II. Reproducing Experiment 4.2: Training Throughput

To inspect the parallel strategies used, execute FASOP.py with the --type argument set to the desired model (bert, gpt2XL, or T5) and the --heterogeneous flag.

Example command for BERT:

$ python FASOP.py --type bert --heterogeneous

Reproducing the Experiment The experiment can be reproduced by adding the --pareto flag. Here is an example using the gpt2XL model:

$ python FASOP.py --heterogeneous --pareto

III. Report

FASOP will generate a summary of the optimal parallel strategy for the chosen model on your heterogeneous GPU cluster. This summary includes estimated training time, cost, and other relevant metrics. The results are saved in a text file located in the ~/FASOP/main_logs directory.

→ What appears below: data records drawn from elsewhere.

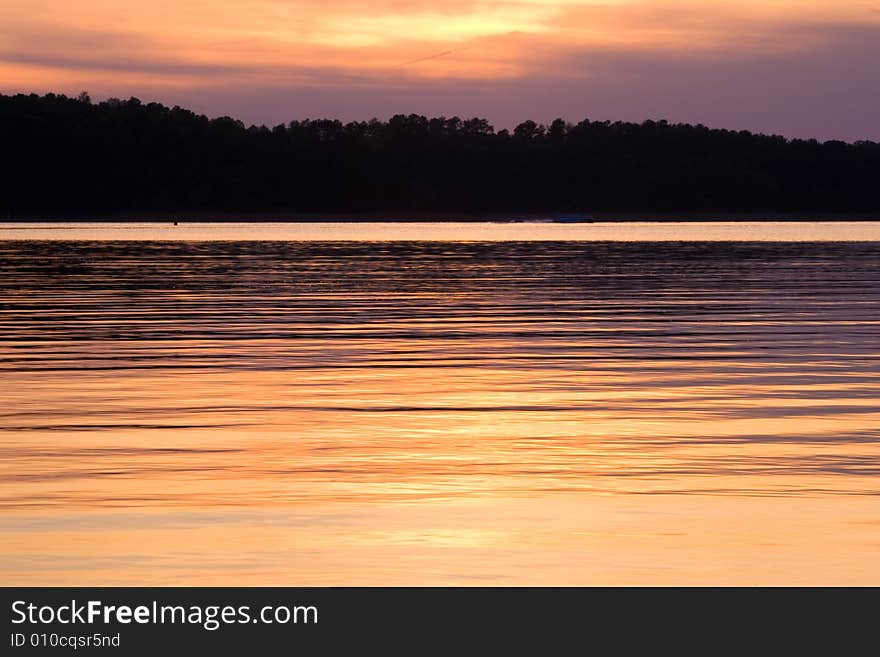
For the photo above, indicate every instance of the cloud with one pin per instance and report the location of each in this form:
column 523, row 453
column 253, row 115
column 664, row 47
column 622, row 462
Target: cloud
column 798, row 67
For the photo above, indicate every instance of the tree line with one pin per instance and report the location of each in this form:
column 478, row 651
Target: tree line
column 65, row 155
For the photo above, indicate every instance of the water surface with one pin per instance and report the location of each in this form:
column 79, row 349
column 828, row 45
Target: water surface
column 338, row 412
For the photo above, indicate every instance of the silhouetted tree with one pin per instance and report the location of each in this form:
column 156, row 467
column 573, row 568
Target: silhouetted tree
column 74, row 156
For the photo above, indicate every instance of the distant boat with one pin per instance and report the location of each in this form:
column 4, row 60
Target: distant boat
column 574, row 219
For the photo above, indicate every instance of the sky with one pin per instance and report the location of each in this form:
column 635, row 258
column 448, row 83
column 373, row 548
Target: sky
column 801, row 68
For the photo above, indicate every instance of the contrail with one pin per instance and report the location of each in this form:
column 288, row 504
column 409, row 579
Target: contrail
column 424, row 59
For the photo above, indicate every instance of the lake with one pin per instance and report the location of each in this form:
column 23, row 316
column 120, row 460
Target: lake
column 414, row 404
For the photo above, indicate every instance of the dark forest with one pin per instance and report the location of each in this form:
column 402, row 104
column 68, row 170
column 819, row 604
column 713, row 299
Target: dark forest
column 67, row 156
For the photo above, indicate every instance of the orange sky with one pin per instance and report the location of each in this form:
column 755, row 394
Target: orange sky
column 273, row 60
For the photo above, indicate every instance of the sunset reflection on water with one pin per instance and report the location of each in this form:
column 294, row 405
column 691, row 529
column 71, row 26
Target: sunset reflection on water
column 439, row 413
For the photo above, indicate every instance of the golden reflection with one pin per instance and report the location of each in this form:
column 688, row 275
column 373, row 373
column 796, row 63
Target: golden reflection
column 285, row 413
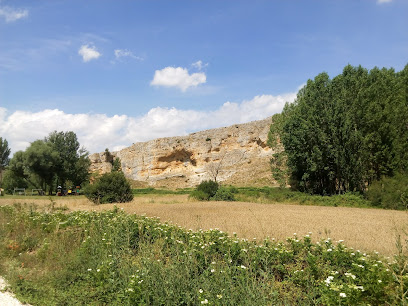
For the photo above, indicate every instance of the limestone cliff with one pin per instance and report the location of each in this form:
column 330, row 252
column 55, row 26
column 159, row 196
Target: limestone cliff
column 237, row 155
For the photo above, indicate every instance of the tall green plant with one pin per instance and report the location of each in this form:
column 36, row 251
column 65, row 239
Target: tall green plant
column 342, row 134
column 111, row 187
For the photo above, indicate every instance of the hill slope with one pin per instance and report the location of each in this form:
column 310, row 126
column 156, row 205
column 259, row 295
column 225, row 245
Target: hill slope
column 237, row 154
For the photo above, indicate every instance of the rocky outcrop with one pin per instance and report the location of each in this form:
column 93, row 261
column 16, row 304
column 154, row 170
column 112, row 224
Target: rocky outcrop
column 237, row 154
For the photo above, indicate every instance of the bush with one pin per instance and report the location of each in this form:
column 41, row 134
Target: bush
column 390, row 192
column 224, row 194
column 109, row 188
column 210, row 190
column 200, row 195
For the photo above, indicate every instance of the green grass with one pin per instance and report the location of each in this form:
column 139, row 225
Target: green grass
column 114, row 258
column 151, row 190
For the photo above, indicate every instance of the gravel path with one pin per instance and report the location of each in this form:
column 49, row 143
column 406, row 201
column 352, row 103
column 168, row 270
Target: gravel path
column 7, row 298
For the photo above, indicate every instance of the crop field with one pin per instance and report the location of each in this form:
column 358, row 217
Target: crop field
column 368, row 230
column 55, row 257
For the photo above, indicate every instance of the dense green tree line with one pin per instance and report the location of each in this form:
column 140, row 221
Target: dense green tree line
column 45, row 164
column 344, row 133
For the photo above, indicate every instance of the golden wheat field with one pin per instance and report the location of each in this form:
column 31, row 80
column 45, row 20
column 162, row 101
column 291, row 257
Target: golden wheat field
column 364, row 229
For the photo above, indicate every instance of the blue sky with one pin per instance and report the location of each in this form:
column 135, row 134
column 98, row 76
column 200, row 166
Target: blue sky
column 118, row 72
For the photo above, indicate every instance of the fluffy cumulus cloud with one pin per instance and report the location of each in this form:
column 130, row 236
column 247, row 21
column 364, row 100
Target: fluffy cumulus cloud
column 11, row 14
column 177, row 77
column 199, row 65
column 88, row 53
column 98, row 131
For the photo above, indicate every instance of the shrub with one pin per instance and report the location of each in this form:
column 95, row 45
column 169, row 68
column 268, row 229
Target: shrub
column 109, row 188
column 224, row 194
column 208, row 187
column 200, row 195
column 390, row 192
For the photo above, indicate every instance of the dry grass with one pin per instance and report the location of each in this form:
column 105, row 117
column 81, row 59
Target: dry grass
column 363, row 229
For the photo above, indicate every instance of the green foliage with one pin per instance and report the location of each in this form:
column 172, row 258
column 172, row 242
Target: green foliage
column 224, row 194
column 11, row 181
column 342, row 134
column 73, row 162
column 4, row 153
column 110, row 188
column 41, row 160
column 83, row 258
column 390, row 192
column 56, row 160
column 116, row 165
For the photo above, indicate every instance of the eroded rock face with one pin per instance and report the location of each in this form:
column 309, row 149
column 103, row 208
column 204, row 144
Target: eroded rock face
column 237, row 154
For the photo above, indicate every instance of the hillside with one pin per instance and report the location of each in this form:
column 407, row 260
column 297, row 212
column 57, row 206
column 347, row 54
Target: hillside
column 237, row 155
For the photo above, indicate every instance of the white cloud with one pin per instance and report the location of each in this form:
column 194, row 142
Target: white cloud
column 98, row 131
column 10, row 14
column 88, row 53
column 177, row 77
column 199, row 65
column 121, row 53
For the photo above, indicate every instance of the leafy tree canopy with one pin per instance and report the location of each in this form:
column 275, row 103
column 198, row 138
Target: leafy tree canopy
column 341, row 134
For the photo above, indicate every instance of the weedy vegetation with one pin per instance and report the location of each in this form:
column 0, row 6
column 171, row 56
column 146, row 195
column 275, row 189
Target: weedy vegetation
column 111, row 257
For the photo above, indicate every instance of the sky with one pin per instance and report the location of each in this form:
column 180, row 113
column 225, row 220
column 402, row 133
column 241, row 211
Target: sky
column 120, row 72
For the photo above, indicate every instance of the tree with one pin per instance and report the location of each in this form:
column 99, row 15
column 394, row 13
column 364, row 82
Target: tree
column 72, row 163
column 110, row 188
column 4, row 157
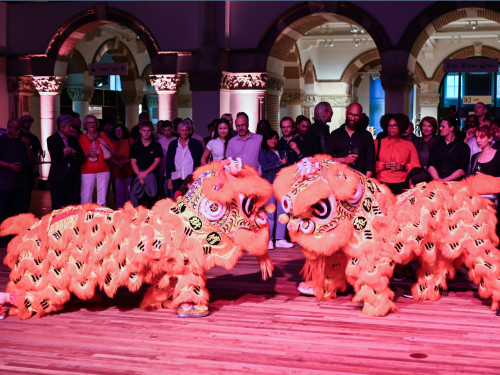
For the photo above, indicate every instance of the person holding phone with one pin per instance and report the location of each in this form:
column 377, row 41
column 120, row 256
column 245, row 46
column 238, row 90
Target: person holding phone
column 396, row 156
column 351, row 145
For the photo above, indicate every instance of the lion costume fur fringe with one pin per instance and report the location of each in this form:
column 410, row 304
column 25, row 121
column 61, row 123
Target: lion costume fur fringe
column 353, row 229
column 78, row 248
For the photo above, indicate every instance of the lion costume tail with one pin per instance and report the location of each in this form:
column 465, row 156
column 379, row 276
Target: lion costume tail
column 17, row 224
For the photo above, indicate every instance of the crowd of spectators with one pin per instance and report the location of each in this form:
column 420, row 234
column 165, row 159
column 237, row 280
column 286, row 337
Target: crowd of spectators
column 143, row 165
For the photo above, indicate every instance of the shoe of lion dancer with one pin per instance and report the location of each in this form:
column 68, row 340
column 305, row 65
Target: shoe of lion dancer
column 188, row 310
column 305, row 289
column 284, row 243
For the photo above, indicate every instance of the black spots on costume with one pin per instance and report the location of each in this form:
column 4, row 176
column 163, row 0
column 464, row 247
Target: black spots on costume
column 367, row 204
column 214, row 238
column 367, row 234
column 360, row 223
column 57, row 235
column 195, row 222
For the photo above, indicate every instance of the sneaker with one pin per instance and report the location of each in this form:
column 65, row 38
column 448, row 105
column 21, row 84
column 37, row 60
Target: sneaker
column 407, row 294
column 305, row 289
column 188, row 310
column 284, row 243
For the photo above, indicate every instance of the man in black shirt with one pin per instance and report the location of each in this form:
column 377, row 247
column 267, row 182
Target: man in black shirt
column 449, row 157
column 285, row 143
column 145, row 156
column 317, row 135
column 353, row 146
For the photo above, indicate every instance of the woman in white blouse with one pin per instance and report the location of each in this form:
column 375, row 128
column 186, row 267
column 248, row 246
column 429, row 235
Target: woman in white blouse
column 216, row 147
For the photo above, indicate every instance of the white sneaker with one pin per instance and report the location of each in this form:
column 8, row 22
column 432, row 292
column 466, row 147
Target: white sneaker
column 284, row 243
column 305, row 289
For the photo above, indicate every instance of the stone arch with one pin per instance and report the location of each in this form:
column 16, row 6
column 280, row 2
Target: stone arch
column 464, row 53
column 120, row 53
column 71, row 32
column 77, row 61
column 438, row 15
column 291, row 26
column 367, row 59
column 309, row 73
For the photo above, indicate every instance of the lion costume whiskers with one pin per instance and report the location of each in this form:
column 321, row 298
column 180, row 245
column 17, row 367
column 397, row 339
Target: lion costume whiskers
column 78, row 248
column 353, row 229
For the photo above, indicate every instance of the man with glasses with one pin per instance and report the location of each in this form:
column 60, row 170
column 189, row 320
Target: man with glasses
column 14, row 172
column 352, row 145
column 317, row 135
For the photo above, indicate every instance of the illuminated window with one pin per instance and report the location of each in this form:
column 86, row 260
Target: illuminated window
column 115, row 84
column 451, row 86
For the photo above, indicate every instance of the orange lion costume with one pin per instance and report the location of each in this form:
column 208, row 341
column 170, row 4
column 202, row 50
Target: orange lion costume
column 78, row 248
column 353, row 229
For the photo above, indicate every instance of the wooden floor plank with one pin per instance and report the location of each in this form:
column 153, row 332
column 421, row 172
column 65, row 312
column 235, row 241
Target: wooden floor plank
column 260, row 328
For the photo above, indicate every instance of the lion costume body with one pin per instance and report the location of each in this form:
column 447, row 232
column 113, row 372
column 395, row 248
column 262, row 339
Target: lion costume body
column 78, row 248
column 353, row 229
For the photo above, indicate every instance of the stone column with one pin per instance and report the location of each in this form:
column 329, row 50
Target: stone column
column 131, row 99
column 244, row 92
column 80, row 95
column 152, row 101
column 428, row 99
column 397, row 86
column 293, row 100
column 49, row 88
column 396, row 80
column 167, row 87
column 274, row 89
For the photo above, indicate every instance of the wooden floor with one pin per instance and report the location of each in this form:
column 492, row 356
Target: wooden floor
column 257, row 327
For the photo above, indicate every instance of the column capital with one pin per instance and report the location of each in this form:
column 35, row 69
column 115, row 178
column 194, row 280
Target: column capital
column 337, row 100
column 166, row 82
column 243, row 81
column 49, row 84
column 275, row 84
column 132, row 97
column 293, row 97
column 152, row 100
column 80, row 93
column 429, row 100
column 311, row 100
column 20, row 84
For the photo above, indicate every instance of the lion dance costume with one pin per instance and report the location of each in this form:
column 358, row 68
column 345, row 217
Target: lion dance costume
column 78, row 248
column 353, row 229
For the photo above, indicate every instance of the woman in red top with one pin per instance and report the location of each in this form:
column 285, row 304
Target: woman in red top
column 94, row 168
column 396, row 156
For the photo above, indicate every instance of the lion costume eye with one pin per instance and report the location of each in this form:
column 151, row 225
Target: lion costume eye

The directory structure of the output folder is as follows:

output directory location: ~/FASOP/main_logs/

main_logs
|- bert.csv
|- bert_heterogeneous.csv
|- T5.csv
|- T5_heterogeneous.csv
|- gpt2.csv
|- gpt2_heterogeneous.csv
|- gpt2_heterogeneous_pareto.csv

The results file will contain the following fields, separated by ('*'): mbs, tp, dp, pp, node placement, num_a100, num_a10, partition, estimated time (s/step), pipeline time, DP all-reduce time, embedding layer all-reduce time, is_oom, oom_gpumem, is_fsdp_oom, fsdpoom_gpumem, train_cost.

example for the result of FASOP.py --type bert located as ~/FASOP/main_logs/bert.csv. this is sorted by steptime in ascending order.

4,1,16,1.0,"['g5.24xlarge', 'g5.24xlarge', 'g5.24xlarge', 'g5.24xlarge']",[26],0.95458984375,0.7042821049690247,0.25030770897865295,0.0,0.006016037326388889,False,tensor([9.0552]),False,tensor([5.3309])
8,1,16,1.0,"['g5.24xlarge', 'g5.24xlarge', 'g5.24xlarge', 'g5.24xlarge']",[26],0.95458984375,0.7042821049690247,0.25030770897865295,0.0,0.006016037326388889,False,tensor([12.5239]),False,tensor([8.7996])
16,1,16,1.0,"['g5.24xlarge', 'g5.24xlarge', 'g5.24xlarge', 'g5.24xlarge']",[26],0.95458984375,0.7042821049690247,0.25030770897865295,0.0,0.006016037326388889,False,tensor([19.4614]),False,tensor([15.7371])
...

Run modified Megatron-LM

The following steps provide instructions on how to set up and run the modified Megatron-LM code used in our experiments.

I. Environment

Our experiements were run using the following environment:

slurm version: 20.11.4
enroot version: 3.4.0
container image: nvcr.io/nvidia/pytorch:23.04-py3 see ngc catalog

However, it is also possible to run the experiments without Slurm and Enroot using Docker.

II. Prepare Wikipedia Training Dataset

To prepare the Wikipedia training dataset, follow these steps:

Download Wikipedia data from https://dumps.wikimedia.org/enwiki/latest/enwiki-latest-pages-articles.xml.bz2.
Extract the text using WikiExtractor tool from https://github.com/attardi/wikiextractor.

III. Setup Model Configuration

In the _00_conf.sh file, you can adjust the model by modifying the MODEL_ARGS value. It's important to note that the gpt2xl, Bert, and T5 models have different --num-layers, --hidden-size, etc., so you need to carefully set these parameters accordingly.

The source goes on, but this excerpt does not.